Embracing My Inner Slob
I have a laid back attitude about housework. It gets done when I can’t stand the mess anymore. I have a high tolerance for certain messes. Toys, laundry and the occasional dust bunny do not bother me. I readily admit that I am not the neatest woman in the world. There you have it, my secret is totally out. I HATE HOUSEWORK. I am not "Suzy Homemaker". I suppose that makes me a lousy housewife. Maybe, I don’t know, I guess it depends on who you ask. Everyone has their own opinions of what qualifies as being a sanitary home. I clean my house because I have to. I clean because it is the right thing to do. I don’t want my family living in a complete pigsty. Although I must say that there are things that are way more interesting to me. I’d rather play with my kids, spend time with my husband, paint, read, dance, sing, run through the house completely naked, jump, scream ( just for the Hell of it), hike and just be free. Housework is like a prison from which there is no escape. It’s never ending.
I have friends whose homes are completely spotless no matter what time of the day you show up. They’re like showrooms. Everything is completely perfect. I don’t see the character in homes that don’t look lived in. Why would you want your house to look like the display window of a furniture store? That always bothered me. Do they spend every waking moment cleaning their houses? What do they do for enjoyment? Do they spend time with their kids? Are there not better things to do than housework? Let’s face it, it’s not going anywhere. It will be there when they come home. Homes that look lived in have a certain quality about them. They’re comfortable. I like to go to homes where you’re not afraid to sit on the couch and plop your feet on the coffee table (not that I would). I don’t mind maneuvering around toys, and seeing dishes in the sink. The kids need to play and we all need to eat.

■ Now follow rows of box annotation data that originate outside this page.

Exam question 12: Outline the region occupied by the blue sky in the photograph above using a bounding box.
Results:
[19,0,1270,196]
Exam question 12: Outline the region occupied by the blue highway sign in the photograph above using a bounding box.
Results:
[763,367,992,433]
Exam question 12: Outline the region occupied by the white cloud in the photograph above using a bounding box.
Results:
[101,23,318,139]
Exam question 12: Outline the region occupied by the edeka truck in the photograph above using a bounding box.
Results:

I’m not saying that we should all organize a revolt and stop cleaning our houses. I believe too much emphasis is placed on appearances. It took me a long time to come to grips with my inner slob. I always thought that there was something wrong with me because I couldn’t keep up with my housework. I never took into consideration that perhaps having three children and a husband to care for might make it difficult to fulfill all of my domestic duties (Duh!). Sure, there were days that I did not want to answer my door because of the fear someone would discover my secret. God forbid, they saw my laundry in the living room and the toys lining the stairs. What would I do? What would they do? Would they hire a maid for meJ? Or would they go back to their friends and gossip about what a horrifically messy home I keep? I don’t care anymore. If they do not like it they can leave.
My attitudes over the past few years have completely changed. I am no longer dust bunny phobic. I have wholeheartedly embraced my inner slob and will continue to live my life blissfully. After all, the laundry will be there when we get home.